In a way this is a subset of Professor Cialdini’s (http://en.wikipedia.org/wiki/Robert_Cialdini) point about influence – when in Rome do as the Romans do! Because someone believes strongly in ‘something’, then we are far more likely to entertain believing in it. There is something heinous about salespeople who have no personal commitment to what they sell – it seems no longer a ‘sale’, but a commodity to be traded as it were. Hence the slightly derogatory connotation of the word ‘trade’ – a nominalization divested of personal significance.
The second implication of enthusiasm is of a kind of energy that the sales person has about the product or service. In part this may derive from beliefs about the product or service and what it may be able to do, but it can be more than that.
Another way of describing the energy a sales person has is: how motivated they are about it. This motivation seems rooted in two areas of the psyche: the self concept and our identification with the product. Secondly, our expectations about the product.
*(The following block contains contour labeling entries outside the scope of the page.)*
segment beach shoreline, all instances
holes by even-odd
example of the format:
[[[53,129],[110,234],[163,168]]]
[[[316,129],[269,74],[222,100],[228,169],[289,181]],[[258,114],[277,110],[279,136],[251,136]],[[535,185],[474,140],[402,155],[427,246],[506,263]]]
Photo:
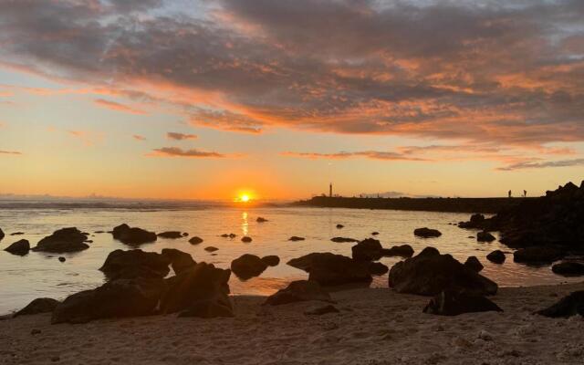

Expectations are our beliefs about future outcomes. In other words how the future will be impacted by using the product – a visionary well-being is invoked.
Visions of course are very exciting. I think it is true that most people lose sight of the fact that they are changing the world when they get excited by what their product can do – if they sell it! It’s that that’s at the heart of enthusiasm, and we need to regain that energy in ourselves and our sales forces if we are to be effective.